Normative jurisprudence
In addition to the question, "What is law?", legal philosophy is also
 concerned with normative, or "evaluative" theories of law. What is the 
goal or purpose of law? What moral or political theories provide a 
foundation for the law? What is the proper function of law? What sorts 
of acts should be subject to punishment,
 and what sorts of punishment should be permitted? What is justice? What
 rights do we have? Is there a duty to obey the law? What value has the 
rule of law? Some of the different schools and leading thinkers are 
discussed below.
Virtue jurisprudence
Plato (left) and Aristotle (right), a detail of The School of Athens
Aretaic moral theories, such as contemporary virtue ethics,
 emphasize the role of character in morality. Virtue jurisprudence is 
the view that the laws should promote the development of virtuous 
character in citizens. Historically, this approach has been mainly 
associated with Aristotle or Thomas Aquinas. Contemporary virtue 
jurisprudence is inspired by philosophical work on virtue ethics.
Deontology
Deontology is the "theory of duty or moral obligation". The philosopher Immanuel Kant
 formulated one influential deontological theory of law. He argued that 
any rule we follow must be able to be universally applied, i.e. we must 
be willing for everyone to follow that rule. A contemporary 
deontological approach can be found in the work of the legal philosopher
 Ronald Dworkin.
Utilitarianism
Mill believed law should create happiness
Utilitarianism is the view that the laws should be crafted so as to 
produce the best consequences for the greatest number of people. 
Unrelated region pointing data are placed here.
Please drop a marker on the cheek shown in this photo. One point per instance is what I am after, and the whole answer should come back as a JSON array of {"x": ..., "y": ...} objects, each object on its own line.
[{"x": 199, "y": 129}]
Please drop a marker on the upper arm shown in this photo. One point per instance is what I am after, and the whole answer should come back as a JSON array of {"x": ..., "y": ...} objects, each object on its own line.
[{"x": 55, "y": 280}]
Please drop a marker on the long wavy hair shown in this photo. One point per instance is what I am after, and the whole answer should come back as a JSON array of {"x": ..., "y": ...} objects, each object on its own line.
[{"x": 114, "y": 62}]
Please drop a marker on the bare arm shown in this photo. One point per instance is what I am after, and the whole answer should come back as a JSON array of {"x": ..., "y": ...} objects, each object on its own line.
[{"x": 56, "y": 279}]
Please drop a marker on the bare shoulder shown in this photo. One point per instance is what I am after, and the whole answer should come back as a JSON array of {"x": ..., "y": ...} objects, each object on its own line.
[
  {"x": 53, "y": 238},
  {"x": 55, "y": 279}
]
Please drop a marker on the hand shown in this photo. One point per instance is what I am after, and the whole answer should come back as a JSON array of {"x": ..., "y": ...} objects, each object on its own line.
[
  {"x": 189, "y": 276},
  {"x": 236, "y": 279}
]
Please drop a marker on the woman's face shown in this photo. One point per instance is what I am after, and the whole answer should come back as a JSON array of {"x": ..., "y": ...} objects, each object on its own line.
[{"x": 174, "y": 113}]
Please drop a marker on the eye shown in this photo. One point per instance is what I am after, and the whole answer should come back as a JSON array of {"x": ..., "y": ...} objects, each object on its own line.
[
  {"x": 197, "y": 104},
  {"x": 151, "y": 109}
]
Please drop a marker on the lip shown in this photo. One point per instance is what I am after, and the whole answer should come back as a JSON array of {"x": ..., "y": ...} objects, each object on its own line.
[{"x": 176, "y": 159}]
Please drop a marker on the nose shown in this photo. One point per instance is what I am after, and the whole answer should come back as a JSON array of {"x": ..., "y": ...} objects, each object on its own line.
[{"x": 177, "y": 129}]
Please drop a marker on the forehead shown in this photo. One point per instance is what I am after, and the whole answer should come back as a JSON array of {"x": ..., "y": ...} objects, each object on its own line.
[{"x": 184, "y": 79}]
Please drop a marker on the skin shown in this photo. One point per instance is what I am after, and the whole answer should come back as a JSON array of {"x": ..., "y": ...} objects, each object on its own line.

Historically, utilitarian thinking about law has been associated with 
the philosopher Jeremy Bentham. John Stuart Mill was a pupil of 
Bentham's and was the torch bearer for utilitarian philosophy throughout the late nineteenth century.
 In contemporary legal theory, the utilitarian approach is frequently 
championed by scholars who work in the law and economics tradition.
John Rawls
John Rawls was an American philosopher; a professor of political philosophy at Harvard University; and author of A Theory of Justice (1971), Political Liberalism, Justice as Fairness: A Restatement, and The Law of Peoples.
 He is widely considered one of the most important English-language 
political philosophers of the 20th century. His theory of justice uses a
 method called "original position" to ask us which principles of justice
 we would choose to regulate the basic institutions of our society if we
 were behind a "veil of ignorance". Imagine we do not know who we 
are—our race, sex, wealth, status, class, or any distinguishing 
feature—so that we would not be biased in our own favour. Rawls argued 
from this "original position" that we would choose exactly the same 
political liberties for everyone, like freedom of speech, the right to 
vote, and so on. Also, we would choose a system where there is only 
inequality because that produces incentives enough for the economic 
well-being of all society, especially the poorest. This is Rawls's 
famous "difference principle". Justice is fairness, in the sense that 
the fairness of the original position of choice guarantees the fairness 
of the principles chosen in that position.
There are many other normative approaches to the philosophy of law, including critical legal studies and libertarian theories of law.